I was going to say Harry came out a little better than Snape in terms of his 
ability to sometimes be objective, but now I think about it I think both of 
them maybe see the other as the less objective.  When Harry runs into Barty 
Crouch in the woods and runs for help it must seem to him insane that Snape 
is still picking on him when there's something more important at stake.  But 
really that's probably because Snape honestly has no way of knowing Harry 
could be bringing real serious information to the castle that night.  He 
assumes it's just nothing.  Similarly Snape may find times when he can't 
believe Harry is still concentrating on the petty things when there's 
something more serious at stake, not realizing that Harry has no way of 
knowing that this is one of those times Snape's going to have his priorities 
straight.

In terms of the Prank, we really don't know all the details yet.  I've 
always definitely been of the opinon that it's wrong to call it attempted 
murder because I really don't think Sirius would ever plan something like 
that and I think canon indicates he wasn't planning anything more than a 
vague "teach him a lesson" situation.  Probably he just wanted to see him 
running scared.  If he were going to plan a murder it would be in response 
to a situation like Peter--he's driven by different things.  Had Snape been 
killed it probably would have been something like manslaughter.  Sirius 
would still be responsible and guilty, but I truly think that what makes the 
Prank so messy is that it's not anything so clear cut as Sirius attempting 
murder.  That may actually be all the more painful for Snape, that he wasn't 
even worthy of attempted murder; he would have died through a joke gone 
wrong.  For someone like Snape who craves respect that's got to be awful 
(not to mention he'd have contributed to his own death when his own attempts 
at snooping and petty fighting with MWPP helped get him killed).
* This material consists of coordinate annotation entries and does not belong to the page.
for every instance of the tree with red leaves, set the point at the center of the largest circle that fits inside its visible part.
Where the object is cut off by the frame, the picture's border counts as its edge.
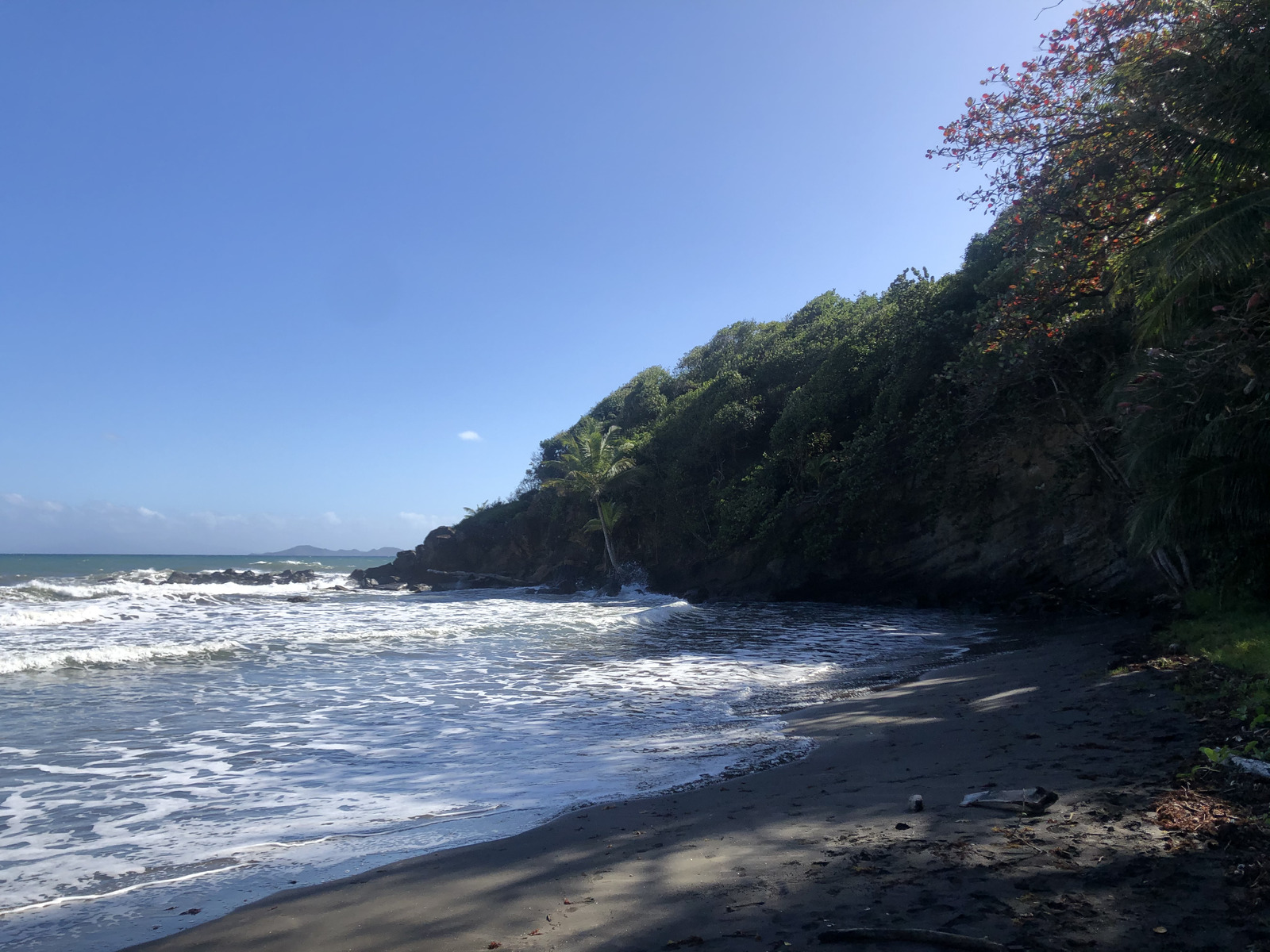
(1130, 163)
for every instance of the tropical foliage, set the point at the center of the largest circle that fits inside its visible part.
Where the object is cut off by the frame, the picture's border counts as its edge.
(1122, 296)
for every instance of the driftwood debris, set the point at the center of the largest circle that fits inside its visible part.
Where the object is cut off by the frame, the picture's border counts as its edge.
(948, 939)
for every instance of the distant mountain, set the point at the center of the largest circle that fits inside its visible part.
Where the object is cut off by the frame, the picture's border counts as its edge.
(315, 552)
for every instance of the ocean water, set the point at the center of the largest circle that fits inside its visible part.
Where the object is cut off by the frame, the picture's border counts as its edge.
(167, 748)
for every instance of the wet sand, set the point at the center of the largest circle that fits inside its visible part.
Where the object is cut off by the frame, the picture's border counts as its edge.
(772, 860)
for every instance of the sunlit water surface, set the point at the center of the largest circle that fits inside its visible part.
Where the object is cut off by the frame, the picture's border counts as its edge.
(177, 747)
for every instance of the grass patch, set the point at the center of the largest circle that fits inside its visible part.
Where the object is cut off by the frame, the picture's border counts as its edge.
(1235, 634)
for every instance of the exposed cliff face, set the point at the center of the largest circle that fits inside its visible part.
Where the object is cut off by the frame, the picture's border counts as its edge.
(1026, 524)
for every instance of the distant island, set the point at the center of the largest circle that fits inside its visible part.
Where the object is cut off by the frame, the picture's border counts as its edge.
(314, 551)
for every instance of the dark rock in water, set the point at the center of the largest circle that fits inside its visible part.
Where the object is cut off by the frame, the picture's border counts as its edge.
(243, 578)
(406, 573)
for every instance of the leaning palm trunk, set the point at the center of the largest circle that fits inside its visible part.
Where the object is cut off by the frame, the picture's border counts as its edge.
(609, 539)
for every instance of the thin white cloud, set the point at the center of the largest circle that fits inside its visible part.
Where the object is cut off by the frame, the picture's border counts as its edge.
(44, 526)
(419, 518)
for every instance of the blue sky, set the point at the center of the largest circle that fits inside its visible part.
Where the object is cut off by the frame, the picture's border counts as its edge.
(279, 273)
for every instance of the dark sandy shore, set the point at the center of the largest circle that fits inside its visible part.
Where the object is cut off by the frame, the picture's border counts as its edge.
(772, 860)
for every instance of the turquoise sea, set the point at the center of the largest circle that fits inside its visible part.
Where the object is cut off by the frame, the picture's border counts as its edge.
(175, 747)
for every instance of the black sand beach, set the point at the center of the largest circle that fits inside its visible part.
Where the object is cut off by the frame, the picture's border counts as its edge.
(774, 860)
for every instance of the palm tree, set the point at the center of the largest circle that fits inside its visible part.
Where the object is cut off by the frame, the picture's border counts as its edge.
(591, 463)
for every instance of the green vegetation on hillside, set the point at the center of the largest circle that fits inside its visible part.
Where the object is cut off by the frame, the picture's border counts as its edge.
(1106, 338)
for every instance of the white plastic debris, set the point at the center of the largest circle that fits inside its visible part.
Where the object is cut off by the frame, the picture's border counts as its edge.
(1032, 800)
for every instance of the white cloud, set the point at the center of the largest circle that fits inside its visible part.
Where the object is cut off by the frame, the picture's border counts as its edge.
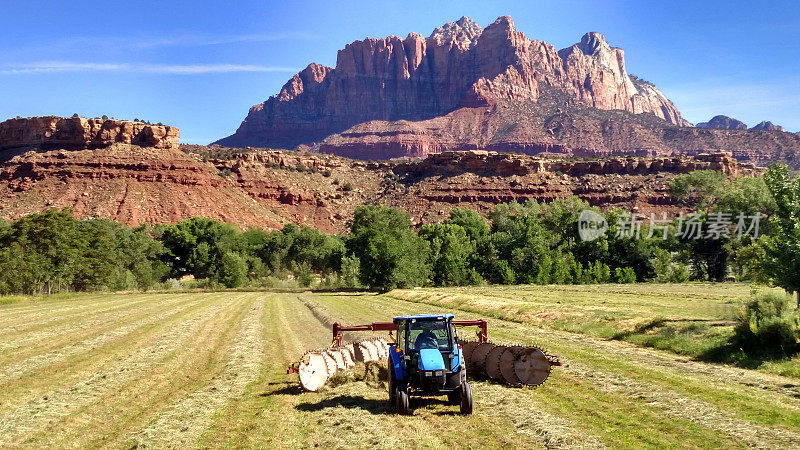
(45, 67)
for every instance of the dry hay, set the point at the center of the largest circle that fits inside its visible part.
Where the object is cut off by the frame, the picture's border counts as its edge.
(39, 361)
(685, 408)
(184, 422)
(48, 408)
We are apparently going to learn more about the Prank but I suspect what we 
learn may come out of left field and throw light on things in a totally 
different way that we expected.  It may make things more complicated, not 
less.  That just seems to often be the way things work.  I don't think what 
we'll learn will be who's fault it really was, because it's really more just 
the natural collision of a lot of stuff that was already going on.